According to a survey from SolarPower Europe, the relaxing of COVID-19 regulations and supply chain constraints, high power prices, and efforts to stop importing Russian energy have all contributed to the sharp rise in newly installed capacity across the Union.
New installations added 10 GW more capacity than the industry group based in Brussels predicted by the end of 2021, outpacing expectations for 2022 by 38%.
With 7.9 GW of new solar capacity, Germany is once again in the lead, followed by Spain with 7.5 GW and Poland with 4.9 GW. In order to move up to fourth place, the Netherlands added 4 GW of new solar systems to the grid over the course of the year.
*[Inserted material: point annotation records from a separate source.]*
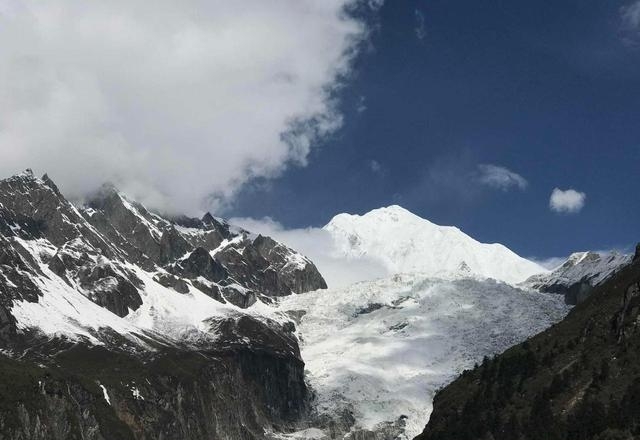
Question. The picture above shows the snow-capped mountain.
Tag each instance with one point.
(119, 322)
(579, 274)
(114, 320)
(406, 243)
(376, 352)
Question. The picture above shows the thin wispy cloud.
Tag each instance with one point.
(567, 201)
(177, 103)
(420, 29)
(630, 16)
(501, 178)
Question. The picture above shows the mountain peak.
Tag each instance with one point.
(405, 242)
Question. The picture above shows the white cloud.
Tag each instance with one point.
(318, 245)
(567, 201)
(172, 101)
(361, 105)
(420, 29)
(499, 177)
(376, 167)
(630, 15)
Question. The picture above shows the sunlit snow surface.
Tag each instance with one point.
(404, 242)
(382, 348)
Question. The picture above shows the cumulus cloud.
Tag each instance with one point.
(318, 245)
(178, 103)
(500, 178)
(567, 201)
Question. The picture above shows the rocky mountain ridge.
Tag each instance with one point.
(117, 322)
(579, 274)
(578, 380)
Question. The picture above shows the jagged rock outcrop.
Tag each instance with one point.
(579, 275)
(120, 323)
(578, 380)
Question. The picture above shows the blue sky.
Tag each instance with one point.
(548, 90)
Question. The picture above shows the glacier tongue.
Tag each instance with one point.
(379, 350)
(404, 242)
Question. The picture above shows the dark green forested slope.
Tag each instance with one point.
(578, 380)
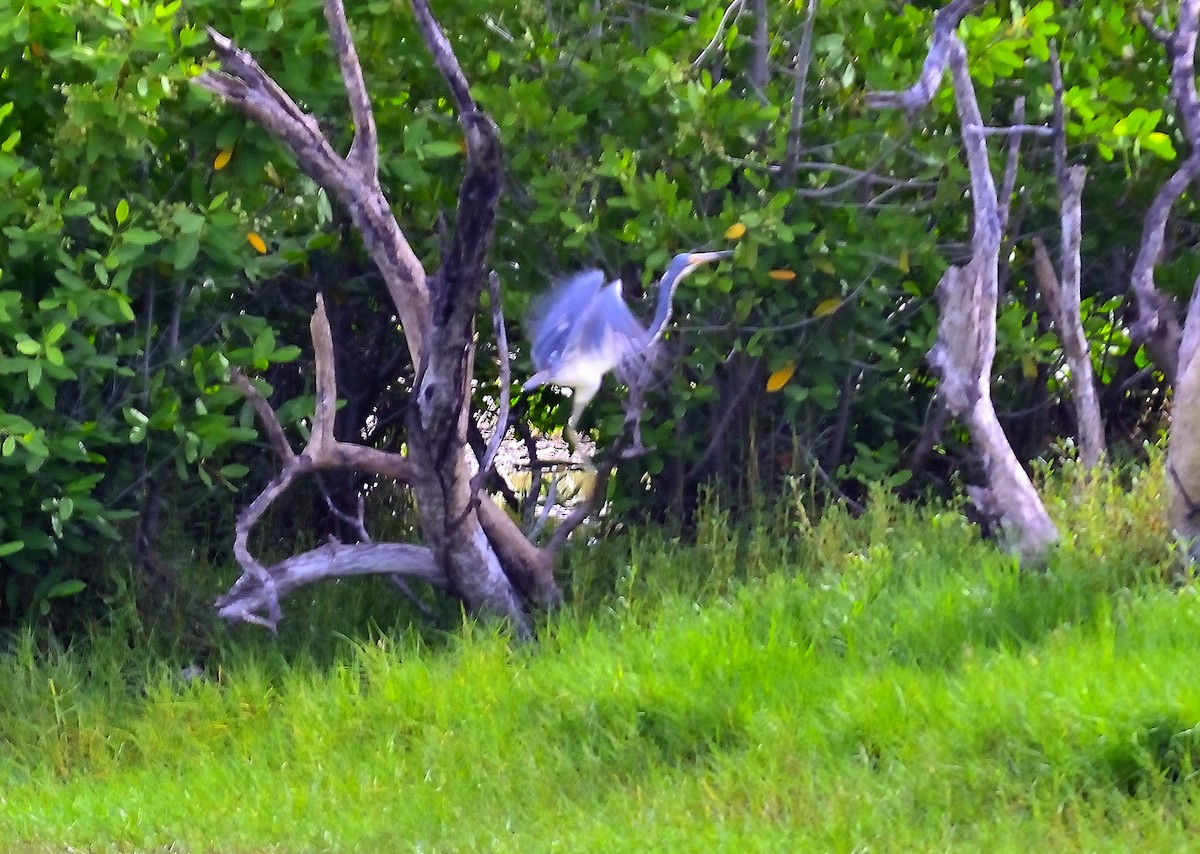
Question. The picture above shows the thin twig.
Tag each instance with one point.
(502, 352)
(733, 8)
(365, 148)
(803, 59)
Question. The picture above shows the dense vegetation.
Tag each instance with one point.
(153, 239)
(886, 681)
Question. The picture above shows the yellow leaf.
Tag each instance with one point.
(779, 379)
(827, 306)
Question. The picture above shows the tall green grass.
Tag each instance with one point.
(883, 683)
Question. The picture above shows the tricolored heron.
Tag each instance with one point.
(583, 329)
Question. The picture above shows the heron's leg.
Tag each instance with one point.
(582, 397)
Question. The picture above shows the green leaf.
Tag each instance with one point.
(66, 588)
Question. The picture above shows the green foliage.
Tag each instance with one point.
(153, 239)
(121, 251)
(882, 680)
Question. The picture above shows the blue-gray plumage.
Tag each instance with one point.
(583, 329)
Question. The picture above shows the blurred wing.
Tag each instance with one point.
(624, 338)
(556, 317)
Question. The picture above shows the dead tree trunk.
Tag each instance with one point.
(471, 546)
(967, 298)
(1175, 349)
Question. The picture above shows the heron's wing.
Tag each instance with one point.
(624, 338)
(556, 317)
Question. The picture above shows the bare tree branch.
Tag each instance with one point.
(967, 298)
(919, 94)
(731, 11)
(250, 596)
(265, 414)
(1008, 185)
(1060, 121)
(244, 84)
(1157, 324)
(444, 58)
(505, 380)
(365, 149)
(760, 64)
(803, 60)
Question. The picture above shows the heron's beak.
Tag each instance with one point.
(695, 258)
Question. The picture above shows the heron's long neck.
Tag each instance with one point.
(667, 286)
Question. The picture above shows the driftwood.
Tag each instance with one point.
(472, 547)
(967, 298)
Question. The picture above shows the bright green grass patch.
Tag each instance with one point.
(887, 683)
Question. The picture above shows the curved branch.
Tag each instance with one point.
(365, 149)
(250, 596)
(243, 83)
(265, 414)
(444, 56)
(921, 92)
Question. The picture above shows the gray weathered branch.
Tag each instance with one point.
(921, 92)
(249, 596)
(967, 298)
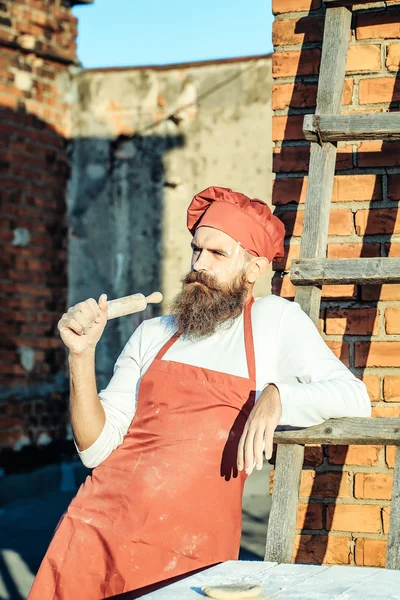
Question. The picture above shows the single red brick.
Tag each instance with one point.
(354, 455)
(363, 518)
(325, 485)
(282, 286)
(362, 321)
(303, 95)
(309, 516)
(373, 486)
(393, 57)
(392, 320)
(386, 519)
(322, 549)
(313, 455)
(340, 350)
(378, 90)
(353, 250)
(392, 249)
(291, 64)
(381, 25)
(364, 58)
(291, 158)
(339, 291)
(379, 154)
(373, 385)
(357, 188)
(377, 354)
(391, 387)
(385, 292)
(291, 189)
(370, 552)
(386, 411)
(340, 222)
(377, 221)
(290, 32)
(291, 251)
(287, 128)
(390, 456)
(285, 6)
France completes the Top 5 markets with 2.7 GW.
In the following four years, it is anticipated that the EU’s solar capacity will continue to rise at double-digit annual growth rates, reaching 484 GW in 2026, primarily due to Germany and Spain. In 2023–2026, the two biggest markets in Europe are expected to install 62.6 GW and 51.2 GW of solar capacity, respectively. According to the association’s medium scenario, 53.6 GW of solar systems with a combined capacity are anticipated to become operational across the EU in 2023, breaking the 50 GW barrier for the first time.
As per SolarPower Europe’s predictions, the EU will easily exceed the 750 GW target for 2030 with a solar fleet of 920 GW and reach its goal of 400 GW of deployed solar by 2025 under the REPowerEU plan.
The association identified five areas that must be addressed in the report in order to support the growth of solar energy- expanding the portfolio of certified solar installers and skilled manpower; maintaining regulatory consistency and shareholder surety for solar; allowing smoother assimilation of solar PV in the grid; improving spatial planning and enabling procedures for solar; and ensuring reliable and sustainable solar PV supply chains.